Ferries could use a citizen committee like Narrows BridgeDecember 24th, 2010 by ed friedrich
I got some interesting comments from local legislators last
week, but they got bumped from a story when a couple powerful
senators got into a long-distance shouting match.
Mary Margaret Haugen, at her home on Camano Island, and Pam Roach, on a trip to Germany, had a little disagreement over who should be setting bridge tolls and ferry fares — the Legislature or Transportation Commission. That was fun, but I’d hate to waste insights from another senator, Derek Kilmer, and Reps. Christine Rolfes and Larry Seaquist. So here goes.
Rolfes said the Legislature already delineates tolls and fares through the transportation budget, “so it’s not a big deal to require us to continue to do that,” she said.
What she thinks would be ideal is a new form of ferry governance to replace the Transportation Commission, like “a citizen committee with some oversight over the ferry system or at least a group that knows a lot more about ferries and can dig into it and can advise the Legislature and the governor.”

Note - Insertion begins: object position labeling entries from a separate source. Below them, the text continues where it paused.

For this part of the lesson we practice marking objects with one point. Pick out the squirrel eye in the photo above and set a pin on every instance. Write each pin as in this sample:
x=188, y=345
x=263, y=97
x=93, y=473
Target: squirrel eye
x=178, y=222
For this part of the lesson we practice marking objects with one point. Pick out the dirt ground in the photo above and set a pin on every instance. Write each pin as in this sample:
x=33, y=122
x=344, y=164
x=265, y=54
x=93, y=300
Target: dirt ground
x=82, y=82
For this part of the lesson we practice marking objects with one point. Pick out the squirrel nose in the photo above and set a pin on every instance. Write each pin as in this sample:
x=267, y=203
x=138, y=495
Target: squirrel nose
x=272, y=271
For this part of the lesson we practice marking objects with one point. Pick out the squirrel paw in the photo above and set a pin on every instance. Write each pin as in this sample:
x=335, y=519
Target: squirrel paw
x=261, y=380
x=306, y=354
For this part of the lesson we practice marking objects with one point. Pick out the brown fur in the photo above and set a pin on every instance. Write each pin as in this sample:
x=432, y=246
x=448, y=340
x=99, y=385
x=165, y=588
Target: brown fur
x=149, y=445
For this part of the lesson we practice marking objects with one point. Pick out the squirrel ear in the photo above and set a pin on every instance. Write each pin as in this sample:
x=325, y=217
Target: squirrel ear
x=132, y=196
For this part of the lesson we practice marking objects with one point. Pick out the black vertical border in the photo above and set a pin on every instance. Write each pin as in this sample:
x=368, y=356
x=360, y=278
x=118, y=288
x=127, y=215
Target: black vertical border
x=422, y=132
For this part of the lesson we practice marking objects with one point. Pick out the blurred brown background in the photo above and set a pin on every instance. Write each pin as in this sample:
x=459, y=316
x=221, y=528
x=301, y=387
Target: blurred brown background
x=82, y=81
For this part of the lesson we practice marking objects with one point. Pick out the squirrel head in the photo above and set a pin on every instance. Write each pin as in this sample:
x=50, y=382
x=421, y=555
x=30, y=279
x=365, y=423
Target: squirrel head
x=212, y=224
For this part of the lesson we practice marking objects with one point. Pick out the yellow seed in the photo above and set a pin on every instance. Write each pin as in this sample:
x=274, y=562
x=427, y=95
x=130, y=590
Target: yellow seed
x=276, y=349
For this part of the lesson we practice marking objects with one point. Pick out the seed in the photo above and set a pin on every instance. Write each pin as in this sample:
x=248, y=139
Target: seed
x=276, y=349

The Tacoma Narrows Bridge citizen advisory committee is a good example. Kilmer and Seaquist love it. The members really dig into the details of the bridge budget. A couple of them border on obsessive, and drive the DOT guys nuts. So far, they’ve protected bridge users’ interests and bank accounts. Transportation Commission, sometimes grudgingly, has generally followed their recommendations. Something like that might work for the ferries.

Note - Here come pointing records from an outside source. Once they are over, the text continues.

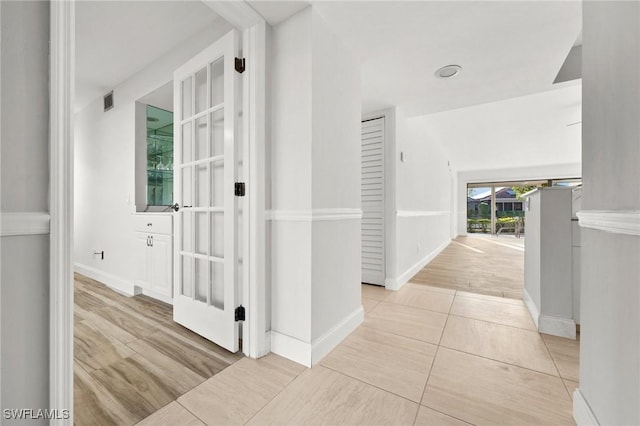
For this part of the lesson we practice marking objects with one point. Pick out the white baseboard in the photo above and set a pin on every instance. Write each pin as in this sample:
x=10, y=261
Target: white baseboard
x=561, y=327
x=291, y=348
x=326, y=343
x=155, y=295
x=531, y=306
x=116, y=283
x=556, y=326
x=398, y=283
x=582, y=413
x=309, y=354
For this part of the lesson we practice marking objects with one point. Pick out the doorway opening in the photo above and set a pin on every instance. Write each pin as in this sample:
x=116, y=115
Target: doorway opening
x=131, y=358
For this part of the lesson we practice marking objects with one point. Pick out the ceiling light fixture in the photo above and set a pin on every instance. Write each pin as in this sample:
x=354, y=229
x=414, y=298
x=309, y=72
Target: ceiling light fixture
x=448, y=71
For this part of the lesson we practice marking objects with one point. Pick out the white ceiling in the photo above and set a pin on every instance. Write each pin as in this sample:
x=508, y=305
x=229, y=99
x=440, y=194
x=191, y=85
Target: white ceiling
x=502, y=110
x=506, y=49
x=275, y=12
x=534, y=130
x=115, y=39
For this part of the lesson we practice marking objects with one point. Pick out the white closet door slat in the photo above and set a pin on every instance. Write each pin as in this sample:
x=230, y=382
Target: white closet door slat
x=372, y=192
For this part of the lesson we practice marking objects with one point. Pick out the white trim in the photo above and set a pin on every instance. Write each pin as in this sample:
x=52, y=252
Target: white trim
x=114, y=282
x=254, y=121
x=531, y=307
x=153, y=294
x=316, y=215
x=557, y=326
x=327, y=342
x=420, y=213
x=582, y=413
x=309, y=354
x=398, y=283
x=290, y=348
x=61, y=83
x=625, y=222
x=24, y=223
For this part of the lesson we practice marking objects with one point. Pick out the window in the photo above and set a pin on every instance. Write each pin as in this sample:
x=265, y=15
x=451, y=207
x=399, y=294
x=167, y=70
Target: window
x=159, y=157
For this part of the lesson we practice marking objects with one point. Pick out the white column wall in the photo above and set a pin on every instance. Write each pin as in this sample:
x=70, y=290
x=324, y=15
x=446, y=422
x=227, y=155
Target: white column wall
x=24, y=320
x=314, y=157
x=336, y=107
x=610, y=296
x=423, y=186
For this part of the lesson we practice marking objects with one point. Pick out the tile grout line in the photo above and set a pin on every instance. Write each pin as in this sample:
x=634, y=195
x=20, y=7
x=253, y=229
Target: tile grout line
x=496, y=323
x=369, y=384
x=502, y=362
x=435, y=355
x=191, y=412
x=562, y=379
x=276, y=395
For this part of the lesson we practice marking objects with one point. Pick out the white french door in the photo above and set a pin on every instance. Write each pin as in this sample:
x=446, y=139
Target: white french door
x=206, y=140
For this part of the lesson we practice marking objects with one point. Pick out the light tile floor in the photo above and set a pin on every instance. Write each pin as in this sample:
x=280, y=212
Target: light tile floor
x=424, y=356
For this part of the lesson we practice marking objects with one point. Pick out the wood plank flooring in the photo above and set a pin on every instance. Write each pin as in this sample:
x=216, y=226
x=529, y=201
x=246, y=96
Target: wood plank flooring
x=131, y=359
x=478, y=264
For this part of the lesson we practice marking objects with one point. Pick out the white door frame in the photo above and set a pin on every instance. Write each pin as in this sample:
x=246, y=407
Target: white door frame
x=62, y=90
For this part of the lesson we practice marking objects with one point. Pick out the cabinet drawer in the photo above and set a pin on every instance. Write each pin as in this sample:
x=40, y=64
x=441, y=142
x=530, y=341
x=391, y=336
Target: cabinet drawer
x=154, y=223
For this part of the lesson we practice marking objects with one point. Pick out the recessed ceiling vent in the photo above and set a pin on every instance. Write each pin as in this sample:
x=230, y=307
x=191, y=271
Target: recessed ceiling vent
x=108, y=101
x=448, y=71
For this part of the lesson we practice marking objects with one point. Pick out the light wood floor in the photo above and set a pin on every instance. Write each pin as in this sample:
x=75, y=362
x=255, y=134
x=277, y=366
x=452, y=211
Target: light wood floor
x=482, y=264
x=423, y=356
x=130, y=358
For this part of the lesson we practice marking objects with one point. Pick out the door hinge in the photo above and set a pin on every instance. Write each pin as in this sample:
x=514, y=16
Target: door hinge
x=240, y=65
x=240, y=313
x=239, y=189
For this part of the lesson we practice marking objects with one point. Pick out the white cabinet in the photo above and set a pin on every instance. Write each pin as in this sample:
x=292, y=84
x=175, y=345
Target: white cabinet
x=548, y=266
x=154, y=255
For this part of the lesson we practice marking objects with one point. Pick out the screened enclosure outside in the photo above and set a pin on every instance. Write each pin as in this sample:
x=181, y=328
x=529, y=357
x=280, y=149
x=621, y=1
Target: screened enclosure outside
x=498, y=208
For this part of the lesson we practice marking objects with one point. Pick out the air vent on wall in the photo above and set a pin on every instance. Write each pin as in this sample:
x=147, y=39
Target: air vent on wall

Kilmer says there’s “great value” in a citizen advisory committee process where the people making toll recommendations are the same ones who are affected by them.

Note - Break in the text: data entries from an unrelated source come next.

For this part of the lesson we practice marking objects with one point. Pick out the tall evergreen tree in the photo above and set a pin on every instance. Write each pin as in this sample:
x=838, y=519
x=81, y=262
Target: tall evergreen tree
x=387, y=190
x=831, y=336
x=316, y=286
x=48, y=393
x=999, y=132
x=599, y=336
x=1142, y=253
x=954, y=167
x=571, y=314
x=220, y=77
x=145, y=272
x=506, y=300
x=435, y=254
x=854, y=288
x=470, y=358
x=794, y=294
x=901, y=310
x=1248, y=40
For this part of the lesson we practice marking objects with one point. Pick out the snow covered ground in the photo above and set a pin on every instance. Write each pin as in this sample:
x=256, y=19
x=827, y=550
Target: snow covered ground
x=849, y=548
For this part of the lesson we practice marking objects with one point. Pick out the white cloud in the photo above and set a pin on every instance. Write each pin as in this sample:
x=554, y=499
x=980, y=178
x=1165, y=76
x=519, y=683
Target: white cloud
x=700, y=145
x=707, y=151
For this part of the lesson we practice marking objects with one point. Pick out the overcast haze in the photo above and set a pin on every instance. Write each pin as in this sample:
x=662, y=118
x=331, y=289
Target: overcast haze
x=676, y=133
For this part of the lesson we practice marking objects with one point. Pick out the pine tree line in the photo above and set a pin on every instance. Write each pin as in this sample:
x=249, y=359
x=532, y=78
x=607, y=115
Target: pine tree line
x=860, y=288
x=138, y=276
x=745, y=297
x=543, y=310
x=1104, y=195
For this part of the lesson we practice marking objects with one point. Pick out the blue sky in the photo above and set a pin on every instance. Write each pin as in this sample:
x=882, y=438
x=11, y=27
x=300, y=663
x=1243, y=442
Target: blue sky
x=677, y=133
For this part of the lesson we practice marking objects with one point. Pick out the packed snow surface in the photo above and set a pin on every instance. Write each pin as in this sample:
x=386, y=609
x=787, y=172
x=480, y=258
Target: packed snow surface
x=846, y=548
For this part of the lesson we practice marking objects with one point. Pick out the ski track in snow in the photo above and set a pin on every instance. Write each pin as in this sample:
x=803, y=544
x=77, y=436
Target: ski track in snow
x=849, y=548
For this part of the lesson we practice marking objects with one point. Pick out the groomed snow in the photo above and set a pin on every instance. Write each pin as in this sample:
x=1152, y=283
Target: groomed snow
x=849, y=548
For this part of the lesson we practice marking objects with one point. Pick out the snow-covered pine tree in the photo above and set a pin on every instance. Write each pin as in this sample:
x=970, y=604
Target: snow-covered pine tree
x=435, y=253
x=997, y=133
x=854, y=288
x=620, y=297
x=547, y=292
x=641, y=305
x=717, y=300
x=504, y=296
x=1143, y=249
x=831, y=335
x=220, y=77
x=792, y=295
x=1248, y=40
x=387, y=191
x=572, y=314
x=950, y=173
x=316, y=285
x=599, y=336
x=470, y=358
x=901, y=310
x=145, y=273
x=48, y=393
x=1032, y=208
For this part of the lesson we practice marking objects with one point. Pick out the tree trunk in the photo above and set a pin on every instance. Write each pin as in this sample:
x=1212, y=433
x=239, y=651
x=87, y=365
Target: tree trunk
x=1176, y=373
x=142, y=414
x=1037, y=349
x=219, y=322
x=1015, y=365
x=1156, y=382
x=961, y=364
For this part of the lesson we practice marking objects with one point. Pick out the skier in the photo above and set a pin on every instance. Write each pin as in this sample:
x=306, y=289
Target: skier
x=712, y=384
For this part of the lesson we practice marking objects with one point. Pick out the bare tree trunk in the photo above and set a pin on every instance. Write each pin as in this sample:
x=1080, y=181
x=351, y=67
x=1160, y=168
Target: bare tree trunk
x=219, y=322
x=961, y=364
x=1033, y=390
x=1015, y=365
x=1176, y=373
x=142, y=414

“I think they have more sensitivity about setting fares than politicians in Olympia do,” Kilmer said.
Seaquist says he keeps getting different numbers from the ferry system, that he doesn’t think it’s been forthcoming about new ferries and headquarter costs.
“I proposed the use of a ferry version of the Narrows Bridge Citizen Advisory Committee,” he said, that “would have visibility into all of the costs and ridership and so on. It would hold the hearings, make the recommendations to the Transportation Commission. We need some mechanism like the citizen advisory committee to watch what they’re spending money on and what those fares should be.”
Both Kilmer and Seaquist said there are broader ferry issues than who has the final say on fare increases, like the governor’s proposal to dramatically raise fares.
“The underlying issue here is how much does it cost to operate those ferries and what percentage of total operating costs should the riders pay?,” Seaquist said. “In my view, we are way above that ceiling already.”
He said he thinks the cap should be around 70 percent.
It was 65.4 percent in FY 2009. Preliminary numbers for FY 2010, WSF planning director Ray Deardorf said Tuesday, indicate there was a 70.5 percent recovery.
“There is general agreement among elements in Puget Sound that the ferry system is not delivering enough service,” Seaquist said. “It’s giving us too little for too much and it’s hurting our local economies. People are making job choices and home choices and school choices based on the ferries, so we need to keep those fares under control and to do that we need visibility into their budgets.”